Unnamed: 0,Original Text,Years,Name
3,Stephen Curry wear No. 30.,,Stephen Curry
1,Albert Einstein was born in 1879,1879.0,Albert Einstein
2,Albert Einstein won Nobel Prize in 1921.,1921.0,Albert Einstein
0,Steven Hawking was born in 1942.,1942.0,Steven Hawking
6,Micheal Jordan was born in 1963.,1963.0,Micheal Jordan
4,Stephen Curry went into NBA in 2009,2009.0,Stephen Curry
5,Stephen Curry won NBA MVP in 2015 and 2016.,2015.0,Stephen Curry


In [7]:
df.sort_values(by="Name")

Unnamed: 0,Original Text,Years,Name
1,Albert Einstein was born in 1879,1879.0,Albert Einstein
2,Albert Einstein won Nobel Prize in 1921.,1921.0,Albert Einstein
6,Micheal Jordan was born in 1963.,1963.0,Micheal Jordan
3,Stephen Curry wear No. 30.,,Stephen Curry
4,Stephen Curry went into NBA in 2009,2009.0,Stephen Curry
5,Stephen Curry won NBA MVP in 2015 and 2016.,2015.0,Stephen Curry
0,Steven Hawking was born in 1942.,1942.0,Steven Hawking


More on [sort_values](https://pandas.pydata.org/pandas-docs/stable/reference/api/pandas.DataFrame.sort_values.html) on pandas documentation.

## Summary

In this section, we learned to read and write plain text file. We also read and write DOCX file. Then, we process the tablular data read from the DOCX file into nested list and even pandas DataFrame.

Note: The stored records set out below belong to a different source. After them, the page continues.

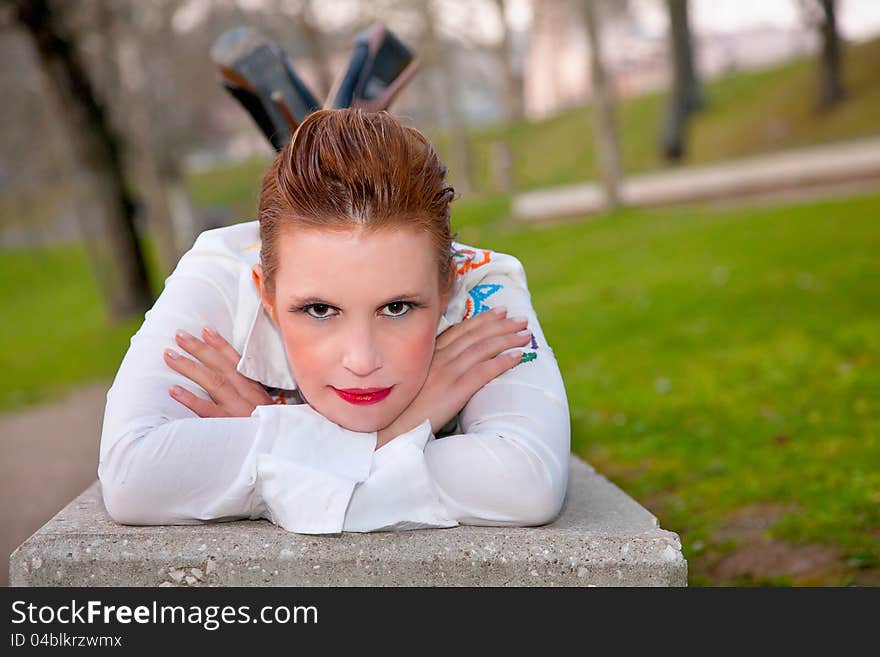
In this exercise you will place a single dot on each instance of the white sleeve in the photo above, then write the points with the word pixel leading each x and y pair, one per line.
pixel 509 464
pixel 162 464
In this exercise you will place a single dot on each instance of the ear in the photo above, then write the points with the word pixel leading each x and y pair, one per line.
pixel 260 284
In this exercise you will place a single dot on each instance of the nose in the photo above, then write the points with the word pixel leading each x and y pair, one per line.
pixel 361 353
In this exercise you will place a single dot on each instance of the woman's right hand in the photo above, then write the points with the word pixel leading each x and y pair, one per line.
pixel 465 359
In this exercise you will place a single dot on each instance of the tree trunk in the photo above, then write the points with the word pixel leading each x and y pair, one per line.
pixel 125 47
pixel 686 94
pixel 604 123
pixel 315 46
pixel 513 83
pixel 831 90
pixel 97 147
pixel 447 97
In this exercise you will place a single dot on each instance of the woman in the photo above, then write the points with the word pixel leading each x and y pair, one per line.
pixel 349 299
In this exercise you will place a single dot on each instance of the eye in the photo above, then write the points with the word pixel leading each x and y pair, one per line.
pixel 321 310
pixel 398 308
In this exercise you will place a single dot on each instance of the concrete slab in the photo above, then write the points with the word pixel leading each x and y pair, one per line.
pixel 602 538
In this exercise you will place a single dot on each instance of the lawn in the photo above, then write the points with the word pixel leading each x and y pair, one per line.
pixel 721 367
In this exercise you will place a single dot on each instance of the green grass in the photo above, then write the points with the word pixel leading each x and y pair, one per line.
pixel 717 359
pixel 713 359
pixel 55 333
pixel 748 113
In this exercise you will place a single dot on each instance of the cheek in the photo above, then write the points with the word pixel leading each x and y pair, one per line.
pixel 417 352
pixel 302 356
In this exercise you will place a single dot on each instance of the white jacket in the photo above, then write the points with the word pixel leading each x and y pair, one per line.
pixel 505 462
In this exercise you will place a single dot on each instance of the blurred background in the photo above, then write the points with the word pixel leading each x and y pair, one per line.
pixel 693 187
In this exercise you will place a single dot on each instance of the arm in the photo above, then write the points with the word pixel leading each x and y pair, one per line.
pixel 509 466
pixel 162 464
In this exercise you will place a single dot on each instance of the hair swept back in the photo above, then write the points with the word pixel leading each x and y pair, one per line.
pixel 346 168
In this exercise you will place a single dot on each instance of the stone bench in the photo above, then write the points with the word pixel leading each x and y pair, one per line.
pixel 602 537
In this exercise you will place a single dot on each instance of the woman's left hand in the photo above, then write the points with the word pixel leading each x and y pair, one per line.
pixel 232 393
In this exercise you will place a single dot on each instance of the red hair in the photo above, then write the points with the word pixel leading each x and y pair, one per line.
pixel 347 168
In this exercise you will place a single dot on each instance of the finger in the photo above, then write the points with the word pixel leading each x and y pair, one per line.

Furthermore, you may read more examples about [reading excel document](http://automatetheboringstuff.com/2e/chapter13/) on AutomateTheBoringStuff.com. And examples about [reading PDF/DOCX document](http://automatetheboringstuff.com/2e/chapter15/).

We will also use pandas to read Excel data into DataFrame in Lecture 8.